First-Generation Graduates Find Path To Success
It signals the start of summer. Thousands of college students donning robes and mortarboards to walk across a stage and receive the degree they’ve been working toward for years.
He is the first in his family to complete a college degree. He’s beaten some tough odds. First-generation college students are more likely to drop out after their first year than students whose parents have college degrees. Those who stay are less likely to be on track to complete their degree after three years.
He owes his success to his supportive family and SDSU's Educational Opportunity program for first-generation and low-income students, he said.
“They really help you pick your classes and help you to find the resources that you need around campus. But also, they give you opportunities to lead, and they gave me the opportunity to be a mentor, so I was able to do one-on-one mentoring with a lot of students," Porter said. "It feels really good when you see them grow and get good grades and stuff like that.”
Those leadership opportunities led to several years of long days. Between classes, mentoring, and a part-time job on campus, Porter said he would arrive at school around 8 a.m. on a typical day and stay until about 7 p.m.
Before transferring to SDSU from CalPoly Porter took some time off to travel with a drum line team that competed around the country. He also coached SDSU's drum line after aging out of competitions at 21.
But even with all of those other commitments and interests, Porter did more than just graduate with a bachelor's of science degree in statistics. He did it with honors and got his department's award for academic excellence.
Even during his years focused on drumming, Porter’s mother Kelly never doubted he would shine as a college student.
“He was so focused on whatever it was, whatever it was. He was like the only kid that was always doing homework, literally. I don’t know why – I didn’t push him, he just did. He had to finish it, he had to do it, that’s kind of how he’s been," she said. "Once he found what he loved, it was just no doubt, so it was fairly simple after that. It’s just exciting! He did it!”
Being the first in the family to take a step into higher education is part of the culture across town at San Diego City College. About a third of the students are first-generation college attendees.
Marissa Gonzalez, 24, spent three years earning two associates degrees. One is in biology, the other in behavioral and mental health. The honors student had to give college a couple of tries. She first enrolled in 2006.
“The reason I wanted to start school was because I was bored at home and when I went to school I found that I had a dilemma because I didn’t like school either," she said. "I just didn’t find the reason I wanted to be there, to continue with my classes.
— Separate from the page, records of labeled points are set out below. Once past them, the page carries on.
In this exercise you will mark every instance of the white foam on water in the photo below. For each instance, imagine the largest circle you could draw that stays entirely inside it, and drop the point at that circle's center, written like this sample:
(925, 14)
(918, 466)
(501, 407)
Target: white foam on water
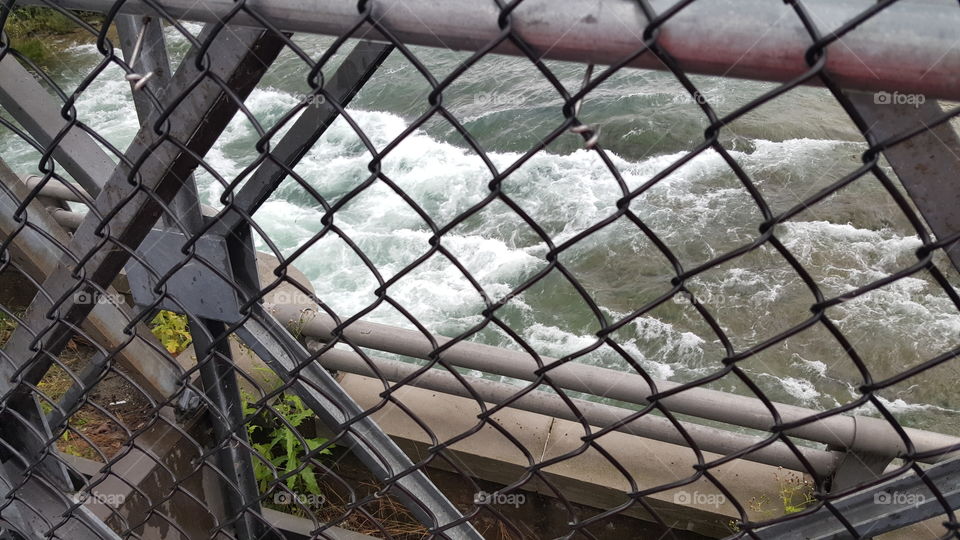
(567, 193)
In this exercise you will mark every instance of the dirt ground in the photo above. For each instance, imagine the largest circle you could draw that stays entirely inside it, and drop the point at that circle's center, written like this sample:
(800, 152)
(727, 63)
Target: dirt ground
(113, 408)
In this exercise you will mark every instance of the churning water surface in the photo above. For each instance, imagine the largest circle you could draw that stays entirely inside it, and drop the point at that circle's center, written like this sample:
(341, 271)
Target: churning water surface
(790, 147)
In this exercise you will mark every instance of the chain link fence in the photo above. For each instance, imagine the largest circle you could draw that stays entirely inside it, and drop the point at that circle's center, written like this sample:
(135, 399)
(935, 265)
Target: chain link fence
(405, 269)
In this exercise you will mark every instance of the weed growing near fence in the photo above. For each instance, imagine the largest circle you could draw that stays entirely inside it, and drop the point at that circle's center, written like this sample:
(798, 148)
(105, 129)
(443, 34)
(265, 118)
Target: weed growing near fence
(173, 331)
(280, 442)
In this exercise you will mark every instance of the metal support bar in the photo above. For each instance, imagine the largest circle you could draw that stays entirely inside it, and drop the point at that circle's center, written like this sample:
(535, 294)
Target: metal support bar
(243, 56)
(156, 372)
(650, 426)
(143, 44)
(930, 177)
(272, 342)
(887, 507)
(46, 508)
(37, 111)
(753, 39)
(849, 432)
(152, 58)
(357, 68)
(220, 385)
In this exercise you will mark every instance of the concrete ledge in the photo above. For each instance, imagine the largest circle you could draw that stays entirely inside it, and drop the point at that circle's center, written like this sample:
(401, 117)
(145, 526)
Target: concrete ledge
(587, 477)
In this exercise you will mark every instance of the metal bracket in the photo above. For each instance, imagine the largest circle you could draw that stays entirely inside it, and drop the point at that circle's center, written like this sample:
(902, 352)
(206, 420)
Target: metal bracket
(162, 251)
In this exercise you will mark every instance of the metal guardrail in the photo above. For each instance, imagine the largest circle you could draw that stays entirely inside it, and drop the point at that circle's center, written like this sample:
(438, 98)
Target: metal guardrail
(843, 434)
(145, 222)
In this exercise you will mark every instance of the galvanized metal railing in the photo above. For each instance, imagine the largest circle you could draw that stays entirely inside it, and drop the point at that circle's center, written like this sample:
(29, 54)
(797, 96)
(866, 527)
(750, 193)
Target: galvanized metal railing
(145, 226)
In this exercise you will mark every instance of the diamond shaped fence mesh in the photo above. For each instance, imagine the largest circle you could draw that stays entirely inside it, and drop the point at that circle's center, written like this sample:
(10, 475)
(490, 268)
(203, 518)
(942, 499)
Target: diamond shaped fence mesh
(529, 269)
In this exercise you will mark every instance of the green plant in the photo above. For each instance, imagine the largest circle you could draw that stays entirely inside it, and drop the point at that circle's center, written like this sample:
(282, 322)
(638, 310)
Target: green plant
(28, 27)
(173, 331)
(276, 440)
(7, 325)
(794, 492)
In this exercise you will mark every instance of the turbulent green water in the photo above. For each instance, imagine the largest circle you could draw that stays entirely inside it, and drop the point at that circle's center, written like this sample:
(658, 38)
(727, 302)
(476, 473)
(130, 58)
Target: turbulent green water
(790, 147)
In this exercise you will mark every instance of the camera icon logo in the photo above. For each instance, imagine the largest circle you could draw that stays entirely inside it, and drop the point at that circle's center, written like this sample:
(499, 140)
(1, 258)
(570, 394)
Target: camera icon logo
(882, 498)
(882, 98)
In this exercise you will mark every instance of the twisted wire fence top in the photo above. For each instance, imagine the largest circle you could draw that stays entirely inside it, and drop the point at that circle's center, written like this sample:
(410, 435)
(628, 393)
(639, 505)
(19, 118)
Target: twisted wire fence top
(666, 226)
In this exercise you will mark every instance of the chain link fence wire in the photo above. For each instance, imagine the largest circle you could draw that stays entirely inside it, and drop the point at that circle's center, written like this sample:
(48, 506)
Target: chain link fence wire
(223, 305)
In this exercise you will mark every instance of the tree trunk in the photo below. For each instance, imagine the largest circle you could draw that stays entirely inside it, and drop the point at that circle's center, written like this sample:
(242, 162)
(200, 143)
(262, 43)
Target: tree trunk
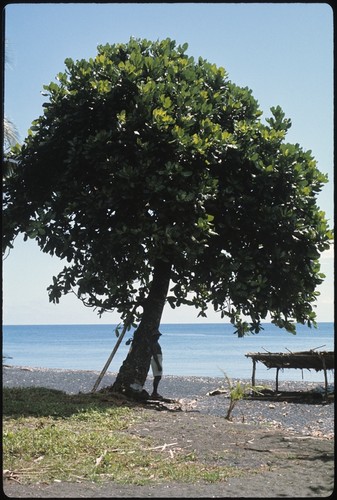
(133, 372)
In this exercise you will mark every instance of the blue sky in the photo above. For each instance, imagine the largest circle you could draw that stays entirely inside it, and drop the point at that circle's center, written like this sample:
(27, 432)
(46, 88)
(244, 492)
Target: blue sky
(283, 52)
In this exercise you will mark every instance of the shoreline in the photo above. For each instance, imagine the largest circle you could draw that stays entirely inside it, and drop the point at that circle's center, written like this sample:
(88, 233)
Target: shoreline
(302, 417)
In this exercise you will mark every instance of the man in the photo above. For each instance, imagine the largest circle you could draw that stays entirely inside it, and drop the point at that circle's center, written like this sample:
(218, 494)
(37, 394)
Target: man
(156, 364)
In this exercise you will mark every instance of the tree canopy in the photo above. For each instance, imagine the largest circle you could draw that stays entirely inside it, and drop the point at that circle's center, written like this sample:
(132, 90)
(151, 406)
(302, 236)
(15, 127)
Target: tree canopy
(143, 155)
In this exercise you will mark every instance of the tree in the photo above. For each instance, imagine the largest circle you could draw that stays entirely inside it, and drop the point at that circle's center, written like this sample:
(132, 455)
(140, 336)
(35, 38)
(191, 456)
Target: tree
(153, 176)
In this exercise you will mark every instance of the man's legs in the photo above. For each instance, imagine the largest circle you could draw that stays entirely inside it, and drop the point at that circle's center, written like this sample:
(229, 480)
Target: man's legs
(156, 381)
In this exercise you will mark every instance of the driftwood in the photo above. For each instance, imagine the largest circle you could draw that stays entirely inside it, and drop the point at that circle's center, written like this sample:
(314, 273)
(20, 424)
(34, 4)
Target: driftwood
(310, 360)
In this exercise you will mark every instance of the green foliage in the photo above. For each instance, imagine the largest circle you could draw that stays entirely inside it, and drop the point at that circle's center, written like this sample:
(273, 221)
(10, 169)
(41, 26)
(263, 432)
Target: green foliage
(143, 153)
(237, 392)
(52, 436)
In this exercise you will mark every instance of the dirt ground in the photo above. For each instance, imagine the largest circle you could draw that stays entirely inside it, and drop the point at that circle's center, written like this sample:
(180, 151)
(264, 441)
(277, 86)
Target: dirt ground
(273, 462)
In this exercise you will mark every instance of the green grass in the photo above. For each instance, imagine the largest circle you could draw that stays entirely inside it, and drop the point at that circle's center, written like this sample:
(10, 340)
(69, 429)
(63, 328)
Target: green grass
(49, 435)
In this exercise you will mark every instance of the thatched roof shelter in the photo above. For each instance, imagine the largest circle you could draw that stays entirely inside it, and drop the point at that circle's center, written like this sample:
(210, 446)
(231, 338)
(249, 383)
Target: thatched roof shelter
(310, 360)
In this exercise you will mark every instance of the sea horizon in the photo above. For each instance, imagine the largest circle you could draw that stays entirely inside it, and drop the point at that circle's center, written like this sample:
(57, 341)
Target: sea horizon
(189, 349)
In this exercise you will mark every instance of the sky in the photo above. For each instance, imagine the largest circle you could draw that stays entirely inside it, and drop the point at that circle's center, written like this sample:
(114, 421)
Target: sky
(282, 51)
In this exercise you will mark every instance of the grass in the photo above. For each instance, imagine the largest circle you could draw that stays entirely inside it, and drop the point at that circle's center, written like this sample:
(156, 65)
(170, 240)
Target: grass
(50, 436)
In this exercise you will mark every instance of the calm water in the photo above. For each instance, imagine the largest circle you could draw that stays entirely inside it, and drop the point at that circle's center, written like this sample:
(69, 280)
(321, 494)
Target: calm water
(188, 349)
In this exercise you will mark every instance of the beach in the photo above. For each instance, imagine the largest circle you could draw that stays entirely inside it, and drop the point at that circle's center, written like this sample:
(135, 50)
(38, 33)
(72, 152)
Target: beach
(263, 434)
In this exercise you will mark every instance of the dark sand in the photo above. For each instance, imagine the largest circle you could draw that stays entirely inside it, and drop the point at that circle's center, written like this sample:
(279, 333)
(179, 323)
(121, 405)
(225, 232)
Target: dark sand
(263, 434)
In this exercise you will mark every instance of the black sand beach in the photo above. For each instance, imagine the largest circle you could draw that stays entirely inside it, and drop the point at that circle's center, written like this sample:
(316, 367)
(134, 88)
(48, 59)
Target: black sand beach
(265, 432)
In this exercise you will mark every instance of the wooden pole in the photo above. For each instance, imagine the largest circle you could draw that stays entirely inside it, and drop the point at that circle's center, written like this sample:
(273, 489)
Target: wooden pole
(119, 340)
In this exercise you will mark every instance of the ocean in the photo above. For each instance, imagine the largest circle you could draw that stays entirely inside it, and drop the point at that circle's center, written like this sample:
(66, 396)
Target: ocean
(203, 350)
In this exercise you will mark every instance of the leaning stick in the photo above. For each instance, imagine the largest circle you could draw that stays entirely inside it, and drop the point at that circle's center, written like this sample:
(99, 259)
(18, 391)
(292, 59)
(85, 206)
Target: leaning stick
(119, 340)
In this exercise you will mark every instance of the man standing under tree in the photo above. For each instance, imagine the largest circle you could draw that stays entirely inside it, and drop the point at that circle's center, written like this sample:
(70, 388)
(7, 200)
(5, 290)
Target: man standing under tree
(156, 364)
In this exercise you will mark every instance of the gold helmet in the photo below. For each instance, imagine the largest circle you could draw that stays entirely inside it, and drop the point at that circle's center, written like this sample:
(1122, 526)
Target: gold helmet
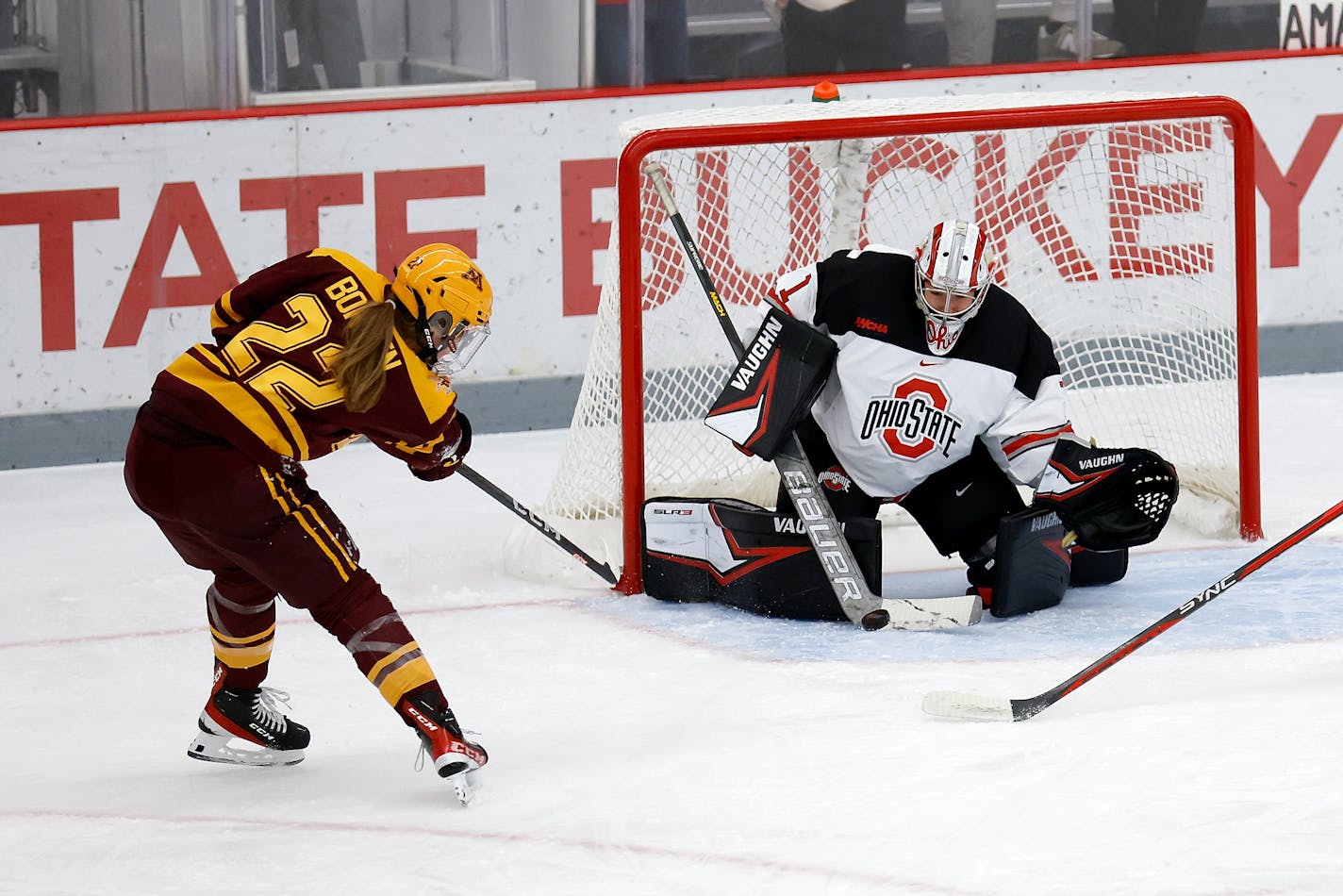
(450, 300)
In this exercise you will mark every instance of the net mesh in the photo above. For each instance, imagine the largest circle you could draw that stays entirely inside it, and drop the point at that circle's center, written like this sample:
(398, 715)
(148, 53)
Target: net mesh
(1118, 237)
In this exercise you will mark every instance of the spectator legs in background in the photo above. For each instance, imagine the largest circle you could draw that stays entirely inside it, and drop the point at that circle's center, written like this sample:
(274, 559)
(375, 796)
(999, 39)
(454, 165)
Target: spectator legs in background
(1057, 38)
(1159, 27)
(861, 35)
(971, 25)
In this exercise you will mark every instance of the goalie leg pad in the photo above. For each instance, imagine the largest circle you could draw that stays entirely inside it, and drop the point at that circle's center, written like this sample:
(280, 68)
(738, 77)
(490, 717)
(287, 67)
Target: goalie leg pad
(740, 555)
(1032, 567)
(773, 385)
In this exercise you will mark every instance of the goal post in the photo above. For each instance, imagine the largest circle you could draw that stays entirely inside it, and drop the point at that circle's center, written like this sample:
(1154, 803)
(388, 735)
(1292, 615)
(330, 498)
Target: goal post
(1124, 224)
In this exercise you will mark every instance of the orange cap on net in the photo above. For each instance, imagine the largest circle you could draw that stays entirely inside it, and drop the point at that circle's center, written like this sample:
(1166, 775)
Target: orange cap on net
(825, 91)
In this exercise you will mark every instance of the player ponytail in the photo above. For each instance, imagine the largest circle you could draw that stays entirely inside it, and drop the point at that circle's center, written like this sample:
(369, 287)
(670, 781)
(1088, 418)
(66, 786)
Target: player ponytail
(360, 367)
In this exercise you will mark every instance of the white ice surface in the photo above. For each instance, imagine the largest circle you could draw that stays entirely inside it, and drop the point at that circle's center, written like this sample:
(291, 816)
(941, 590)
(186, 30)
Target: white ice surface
(638, 747)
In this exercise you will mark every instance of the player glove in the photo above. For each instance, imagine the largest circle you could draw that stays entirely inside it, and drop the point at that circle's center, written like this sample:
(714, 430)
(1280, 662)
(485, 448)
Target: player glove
(455, 455)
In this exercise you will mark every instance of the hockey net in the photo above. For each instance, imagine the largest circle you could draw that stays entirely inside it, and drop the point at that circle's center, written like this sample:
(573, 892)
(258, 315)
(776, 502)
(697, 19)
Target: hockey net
(1123, 222)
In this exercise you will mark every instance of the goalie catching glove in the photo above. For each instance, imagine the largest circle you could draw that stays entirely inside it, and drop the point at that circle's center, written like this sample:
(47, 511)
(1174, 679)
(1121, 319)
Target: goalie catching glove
(1109, 497)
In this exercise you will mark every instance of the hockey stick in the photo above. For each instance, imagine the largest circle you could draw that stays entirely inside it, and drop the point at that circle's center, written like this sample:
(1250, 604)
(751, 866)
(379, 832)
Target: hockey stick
(951, 705)
(536, 523)
(860, 605)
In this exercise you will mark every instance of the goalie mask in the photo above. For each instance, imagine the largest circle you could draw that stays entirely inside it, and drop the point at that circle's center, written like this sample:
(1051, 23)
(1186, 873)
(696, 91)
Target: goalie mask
(953, 268)
(450, 300)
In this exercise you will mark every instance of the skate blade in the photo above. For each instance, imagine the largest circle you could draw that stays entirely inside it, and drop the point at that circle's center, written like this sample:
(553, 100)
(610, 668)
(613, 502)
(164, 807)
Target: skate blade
(209, 747)
(463, 785)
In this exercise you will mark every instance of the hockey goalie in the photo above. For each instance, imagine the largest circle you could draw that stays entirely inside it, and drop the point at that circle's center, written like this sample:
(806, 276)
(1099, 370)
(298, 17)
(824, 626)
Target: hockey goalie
(911, 379)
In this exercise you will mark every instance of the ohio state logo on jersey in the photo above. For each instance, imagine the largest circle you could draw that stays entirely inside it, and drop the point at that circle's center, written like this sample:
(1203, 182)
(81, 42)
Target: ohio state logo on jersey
(914, 421)
(835, 478)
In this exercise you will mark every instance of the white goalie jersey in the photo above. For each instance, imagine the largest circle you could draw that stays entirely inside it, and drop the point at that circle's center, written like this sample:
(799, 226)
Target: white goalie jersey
(892, 410)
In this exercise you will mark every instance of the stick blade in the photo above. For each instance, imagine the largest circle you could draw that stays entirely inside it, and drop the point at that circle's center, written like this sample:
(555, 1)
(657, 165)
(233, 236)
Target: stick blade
(935, 614)
(970, 706)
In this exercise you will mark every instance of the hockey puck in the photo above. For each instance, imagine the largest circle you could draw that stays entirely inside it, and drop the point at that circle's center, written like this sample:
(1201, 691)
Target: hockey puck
(876, 621)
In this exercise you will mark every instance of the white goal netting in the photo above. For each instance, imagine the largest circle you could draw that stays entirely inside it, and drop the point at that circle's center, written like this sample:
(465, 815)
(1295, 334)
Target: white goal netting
(1117, 219)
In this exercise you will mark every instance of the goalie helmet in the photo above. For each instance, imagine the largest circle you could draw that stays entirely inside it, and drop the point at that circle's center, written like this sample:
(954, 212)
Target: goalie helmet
(953, 268)
(450, 300)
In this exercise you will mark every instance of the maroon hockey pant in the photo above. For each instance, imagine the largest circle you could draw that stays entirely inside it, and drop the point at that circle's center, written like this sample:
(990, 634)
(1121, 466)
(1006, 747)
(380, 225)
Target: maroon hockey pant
(265, 532)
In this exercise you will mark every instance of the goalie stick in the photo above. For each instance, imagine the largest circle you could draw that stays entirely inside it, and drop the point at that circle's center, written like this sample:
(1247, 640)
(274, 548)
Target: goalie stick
(860, 605)
(953, 705)
(536, 523)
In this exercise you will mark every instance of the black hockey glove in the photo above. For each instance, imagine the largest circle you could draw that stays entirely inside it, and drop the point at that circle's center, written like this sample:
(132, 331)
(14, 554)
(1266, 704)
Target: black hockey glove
(1111, 497)
(447, 466)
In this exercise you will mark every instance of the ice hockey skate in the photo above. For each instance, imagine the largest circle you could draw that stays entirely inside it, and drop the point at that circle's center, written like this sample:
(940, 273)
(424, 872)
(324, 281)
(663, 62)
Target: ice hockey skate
(456, 758)
(247, 727)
I didn’t find it fun, like a teenager would have and so I decided to drop and hang out with my so-called friends and party.”
When she re-enrolled in 2008 something changed.
“In high school, I rarely read my assignments or did anything," she said. "And when I actually started reading and doing everything the professor told me to do I realized, ‘Wow, I’m learning something new.’ So, this is the key to success.”
But, her new-found love of learning wasn’t all it took to keep her in school. She also joined the college’s MESA, or Math, Engineering and Science Achievement, Alliance. MESA gives student opportunities to network with professionals in their chosen field and has guidelines that help students follow through on things like meeting with professors and setting goals to improve their performance.
Even with the help of of the MESA Alliance program, finishing school this time around didn't always feel like a sure thing for Gonzalez.
“There were some times probably around midterms and finals where it just seems like there’s no possible way I can do all these things. And I just have to sit there, let the tears roll down my face and say – bring me back to block one where I started, and really just give me that extra push as to why I decided to go to school," she said. "And, there’s been challenges, I’m not going to lie. I did want to give up, but I didn’t.”
Realizing how her parents struggled to support her and her two sisters on minimum wage salaries was part of what pushed Gonzalez into school. She realizes now they wished she would go to college immediately after high school, but she said they never pushed too hard. Just encouraged her to think about her future.
With her family on hand to see her graduate at the City College commencement At the Spreckles Organ Pavilion in Balboa Park, she said she’s still surprised by how far she has come in the last three years.
“It’s still surreal to me that I’ve accomplished this and that I came so far to earn these degrees," she said. "I heard the first degree is the hardest, so I know that I’m able to do anything past this associates degree, so I’m really excited and I’m happy.”
Gonzalez has already started taking classes to get her bachelor’s in nursing and the example she is setting could pave the way for another degree earner.
“In the military I’m away sometimes six, nine months at a time and I’m not going to be there to help her," her husband Steven said. So, the way she did it on her own – mostly – that stood out more to me. For sure it was inspiring and made me check myself and say, hey – I can do it, too. Our family can do it, too. We want a whole line of scholars in our family. It would be something really great to see.”
Gonzalez and Porter may be the first in their families to get a post-secondary degree, but they will not be the last. Gonzalez's younger sister was at commencement, too, also getting an associates degree. Porter's brother and sister are both enrolled at other California State University campuses, following closely at his heels.